The telephone started ringing the Friday before Hurricane Katrina blew into the Gulf Coast and hasn't stopped since.
Kevin Taylor answered and found his mother, Elaine, on the other end of the line. Things looked bad for New Orleans, she said, and she asked if she could ride out the storm at his place. Then his aunt Cleo called, wanting to do the same with her children. After that, his cousin Adrielyn called, asking to bring her six kids. Within a week, 45 people were hunkered down in Kevin and Roxanne Taylor's small three-bedroom house.
"It was a lot," said Kevin Taylor, 39, who works as a crane operator.
The Taylors' relatives are among the 220,000 evacuees living in and around East Baton Rouge Parish. Many of them are living with their extended families. Air mattresses and sleeping bags are jammed into kitchens, living rooms, hallways and bedrooms. Air conditioners are straining to keep pace with the 95-degree bayou heat, and water is running constantly from showers, washing machines and flushed toilets.
Families throughout the Gulf Coast region have been crucial in helping to relieve some the burden of housing evacuees from the Red Cross and church shelters, but now many are buckling under the weight of their good deeds.
Some families -- many of whom had little to begin with -- are hosting as many as 50 relatives and beginning to feel the financial strain, relief workers said. Those strains were only made worse in recent days, as Hurricane Rita added more water to already-soaked New Orleans, meaning it will take even longer for the city to be drained.
At first, the Taylor family sang together and watched movies on the DVD player. But then, days became weeks with no end in sight. "Tempers flare. Some people start cracking jokes. At a time like this, joking's sometimes good, sometimes not," said Cleo Taylor, 46.
There is more trouble on the horizon as some of the first utility bills since Katrina are coming. The bill for electricity and water, due in early October, is likely to be in the thousands. "Gonna be high," Kevin Taylor said.
"We're going to get help from family, maybe. But I'm going to try and do it myself," he said. "They've got enough on their minds right now." The homes of his mother, aunt and cousin were underwater.
"I've been calling everywhere -- Red Cross, FEMA" in search of financial help with the light bill, Roxanne Taylor said. "They say, 'You're doing this out of the kindness of your heart.
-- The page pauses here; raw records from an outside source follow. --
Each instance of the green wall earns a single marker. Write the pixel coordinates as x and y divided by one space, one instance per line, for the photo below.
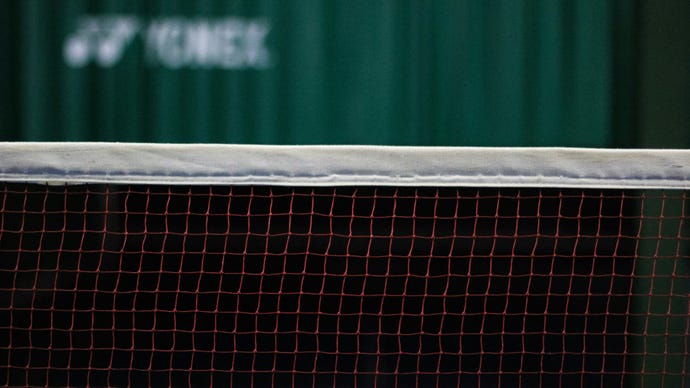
297 72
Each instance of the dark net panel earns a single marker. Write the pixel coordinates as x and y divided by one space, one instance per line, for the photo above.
251 286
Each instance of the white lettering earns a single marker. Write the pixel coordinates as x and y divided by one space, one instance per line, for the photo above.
225 43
There is no help for that.' " A spokesman for the local electric company, Entergy, said the company does not know whether energy use in the Baton Rouge area has spiked since Katrina. But spokesman Morgan Stewart said: "We will certainly work with customers. We want them to share their situations with us."
Stewart said the state is issuing money toward that end to relief agencies, through the federal Low Income Home Energy Assistance Program. He said the Bush administration recently allocated $25 million for storm victims.
Barbara Walker, 47, of New Orleans sat in the lobby of Catholic Community Services of Baton Rouge waiting for her number to be called.
Hundreds surrounded her as she sought financial relief for her brother, Earl Peters, 50, and his wife, Clemontine, 59. The couple put up 35 relatives and friends during Katrina at their three-bedroom house in Baker, outside Baton Rouge.
Peters, who drives a sweeper at a warehouse, said he felt an obligation to house his family members, one of whom was rescued from her roof in New Orleans, and another, Rhonda Southall, who was rushed to the hospital after a seizure.
"I had to do my best to try to house them," he said. He opened a toolshed for the boys to sleep in. The girls were kept close to the two bathrooms.
When the storm subsided and the power was out, Peters said, he thought his family members would be there for a few days. It's been more than three weeks.
They all knew the utility costs for laundering clothes and washing dishes, among other things, would be overwhelming. "That's why we're here today, to help them with their bill," Walker said.
At the end of her wait, there was bad news. "They say they're giving assistance to anybody who shelters family, but they have to come in person," she said.
Roxanne Taylor saw several children off to school, then rubbed her tired eyes.
"We thought it would be three days or something," Roxanne said. "We never thought it would be this long. But it's okay."
"Don't lie," aunt Cleo said.
"We don't mind," Roxanne insisted. "We wanted them to be safe. And we were ready. But we had a little extra people than we thought. Whew, we had extra."